Brändström H, Jonsson K B, Vidal O, Ljunghall S, Ohlsson C, Ljunggren O
Department of Medical Sciences, University of Uppsala, Sweden.
Biochem Biophys Res Commun. 1998 Jul 30;248(3):454-7. doi: 10.1006/bbrc.1998.8993.
Osteoprotegerin (OPG) is a recently cloned soluble member of the tumor necrosis factor receptor family. OPG has been shown to inhibit osteoclast recruitment by binding to OPG-ligand, an osteoclast differentiating factor on osteoblastic stromal cells, thereby blocking osteoclastogenesis. In this report we have examined the effect of tumor necrosis factor-alpha (TNF-alpha) and tumor necrosis factor-beta (TNF-beta) on OPG mRNA levels in the human osteosarcoma cell line MG-63. We demonstrate that both TNF-alpha and TNF-beta dose- and time-dependently upregulate the mRNA levels of OPG. The effect is significant at and above 5 pM of TNF-alpha and 1 pM of TNF-beta. The stimulatory effect on OPG mRNA levels in MG-63 cells was detected after 2 hrs of incubation with TNF-alpha or TNF-beta. These data demonstrate that the expression of OPG in osteoblasts, with subsequent effects on osteoclastogenesis, is regulated by TNFs.

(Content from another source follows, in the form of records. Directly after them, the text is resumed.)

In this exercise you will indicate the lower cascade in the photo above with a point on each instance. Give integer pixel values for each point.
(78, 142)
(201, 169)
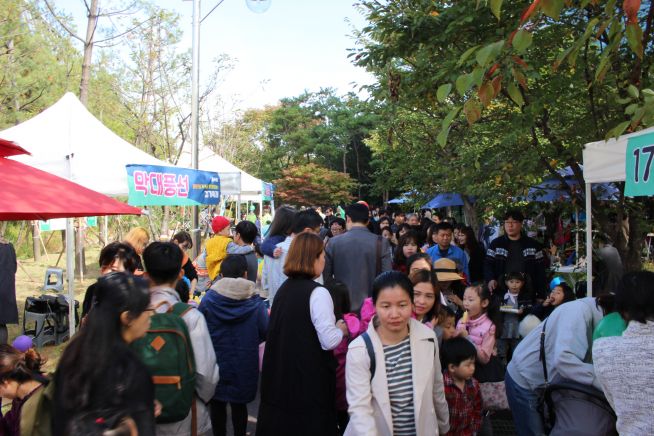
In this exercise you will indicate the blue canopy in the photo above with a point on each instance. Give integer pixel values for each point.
(444, 200)
(551, 190)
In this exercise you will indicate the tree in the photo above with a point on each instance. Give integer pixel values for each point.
(321, 128)
(311, 184)
(529, 86)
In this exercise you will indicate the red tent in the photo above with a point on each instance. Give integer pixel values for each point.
(30, 194)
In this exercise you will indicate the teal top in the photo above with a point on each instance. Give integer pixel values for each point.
(611, 325)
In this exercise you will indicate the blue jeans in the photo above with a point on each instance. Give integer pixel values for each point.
(524, 407)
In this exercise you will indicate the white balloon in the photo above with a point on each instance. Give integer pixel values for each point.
(258, 6)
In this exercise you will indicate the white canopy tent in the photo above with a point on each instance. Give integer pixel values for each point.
(68, 141)
(233, 180)
(604, 161)
(67, 129)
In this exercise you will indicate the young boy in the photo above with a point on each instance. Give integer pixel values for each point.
(244, 236)
(217, 246)
(163, 263)
(461, 390)
(446, 327)
(238, 321)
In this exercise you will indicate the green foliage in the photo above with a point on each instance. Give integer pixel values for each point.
(311, 184)
(321, 128)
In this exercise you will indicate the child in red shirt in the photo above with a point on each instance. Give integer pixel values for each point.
(461, 389)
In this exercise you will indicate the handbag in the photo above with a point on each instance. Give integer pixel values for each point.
(491, 384)
(567, 407)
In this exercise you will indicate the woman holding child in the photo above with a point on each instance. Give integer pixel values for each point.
(402, 392)
(298, 377)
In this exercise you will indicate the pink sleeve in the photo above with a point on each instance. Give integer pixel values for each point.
(485, 351)
(353, 324)
(367, 312)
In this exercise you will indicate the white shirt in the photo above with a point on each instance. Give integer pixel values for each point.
(323, 319)
(274, 276)
(274, 269)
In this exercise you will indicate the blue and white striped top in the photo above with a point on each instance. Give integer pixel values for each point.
(400, 387)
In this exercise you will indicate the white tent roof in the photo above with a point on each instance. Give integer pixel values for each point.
(233, 180)
(604, 161)
(67, 128)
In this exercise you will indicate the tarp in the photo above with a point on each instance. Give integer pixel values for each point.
(233, 180)
(604, 161)
(445, 199)
(30, 194)
(67, 128)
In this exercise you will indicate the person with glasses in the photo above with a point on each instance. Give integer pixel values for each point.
(114, 257)
(515, 251)
(184, 241)
(99, 379)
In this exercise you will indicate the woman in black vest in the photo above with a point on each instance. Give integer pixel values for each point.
(298, 377)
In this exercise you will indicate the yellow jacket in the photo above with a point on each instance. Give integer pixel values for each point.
(216, 252)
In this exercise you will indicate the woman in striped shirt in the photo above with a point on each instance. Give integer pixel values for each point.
(393, 374)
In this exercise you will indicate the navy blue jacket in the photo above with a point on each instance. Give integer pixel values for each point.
(237, 324)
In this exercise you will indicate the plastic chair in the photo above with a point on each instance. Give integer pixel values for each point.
(57, 284)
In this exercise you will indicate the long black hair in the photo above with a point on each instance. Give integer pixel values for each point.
(93, 350)
(492, 310)
(283, 222)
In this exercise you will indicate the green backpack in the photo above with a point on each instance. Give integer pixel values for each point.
(167, 352)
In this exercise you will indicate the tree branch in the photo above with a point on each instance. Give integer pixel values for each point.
(62, 24)
(125, 32)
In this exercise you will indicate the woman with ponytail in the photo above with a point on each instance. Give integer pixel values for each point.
(100, 381)
(20, 378)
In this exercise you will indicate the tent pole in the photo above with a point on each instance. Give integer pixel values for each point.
(589, 243)
(70, 272)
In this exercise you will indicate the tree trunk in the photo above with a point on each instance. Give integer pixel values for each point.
(36, 246)
(633, 260)
(88, 52)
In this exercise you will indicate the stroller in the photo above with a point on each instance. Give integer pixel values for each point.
(574, 409)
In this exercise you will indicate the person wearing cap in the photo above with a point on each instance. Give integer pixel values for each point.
(450, 284)
(445, 249)
(515, 252)
(217, 246)
(356, 257)
(252, 217)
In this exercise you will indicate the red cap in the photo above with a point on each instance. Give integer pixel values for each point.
(219, 223)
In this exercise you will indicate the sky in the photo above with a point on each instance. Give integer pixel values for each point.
(296, 45)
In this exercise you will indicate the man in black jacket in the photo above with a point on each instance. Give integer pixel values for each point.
(515, 252)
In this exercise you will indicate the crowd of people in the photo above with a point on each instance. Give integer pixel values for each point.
(355, 323)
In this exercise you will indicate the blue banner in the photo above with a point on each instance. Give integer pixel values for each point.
(154, 185)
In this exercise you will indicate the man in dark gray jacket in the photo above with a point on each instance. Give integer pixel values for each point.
(357, 256)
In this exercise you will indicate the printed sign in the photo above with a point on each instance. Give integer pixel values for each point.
(153, 185)
(640, 166)
(52, 225)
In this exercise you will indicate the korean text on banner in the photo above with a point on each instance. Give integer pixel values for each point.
(640, 166)
(153, 185)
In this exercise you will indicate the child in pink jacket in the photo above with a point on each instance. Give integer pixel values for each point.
(341, 297)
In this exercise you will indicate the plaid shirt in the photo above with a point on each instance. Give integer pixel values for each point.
(465, 406)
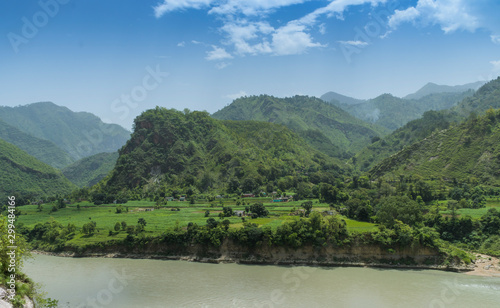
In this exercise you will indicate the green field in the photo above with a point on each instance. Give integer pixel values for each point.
(158, 220)
(476, 213)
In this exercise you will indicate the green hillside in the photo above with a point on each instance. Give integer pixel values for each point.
(488, 96)
(193, 151)
(468, 150)
(324, 126)
(90, 170)
(392, 112)
(412, 132)
(432, 121)
(22, 173)
(80, 134)
(43, 150)
(432, 88)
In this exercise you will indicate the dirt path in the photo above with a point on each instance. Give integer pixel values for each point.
(486, 266)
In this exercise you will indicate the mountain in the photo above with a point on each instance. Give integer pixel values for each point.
(22, 173)
(468, 150)
(329, 97)
(172, 150)
(432, 121)
(326, 127)
(90, 170)
(80, 134)
(393, 112)
(410, 133)
(432, 88)
(488, 96)
(43, 150)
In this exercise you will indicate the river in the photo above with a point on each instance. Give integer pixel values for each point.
(122, 283)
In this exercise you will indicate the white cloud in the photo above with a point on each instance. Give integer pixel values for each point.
(354, 43)
(451, 15)
(218, 54)
(236, 95)
(251, 7)
(247, 32)
(292, 39)
(496, 65)
(222, 65)
(174, 5)
(322, 28)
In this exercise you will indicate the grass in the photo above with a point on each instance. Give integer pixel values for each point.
(476, 213)
(158, 220)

骨保护素(OPG)是肿瘤坏死因子受体家族中最近克隆出的可溶性成员。研究表明,OPG通过与OPG配体结合来抑制破骨细胞募集,OPG配体是一种存在于成骨细胞基质细胞上的破骨细胞分化因子,从而阻断破骨细胞生成。在本报告中,我们研究了肿瘤坏死因子-α(TNF-α)和肿瘤坏死因子-β(TNF-β)对人骨肉瘤细胞系MG-63中OPG mRNA水平的影响。我们证明,TNF-α和TNF-β均以剂量和时间依赖性方式上调OPG的mRNA水平。当TNF-α浓度达到及高于5 pM以及TNF-β浓度达到及高于1 pM时,这种影响具有显著性。在用TNF-α或TNF-β孵育2小时后,检测到对MG-63细胞中OPG mRNA水平的刺激作用。这些数据表明,成骨细胞中OPG的表达及其对破骨细胞生成的后续影响受TNFs调控。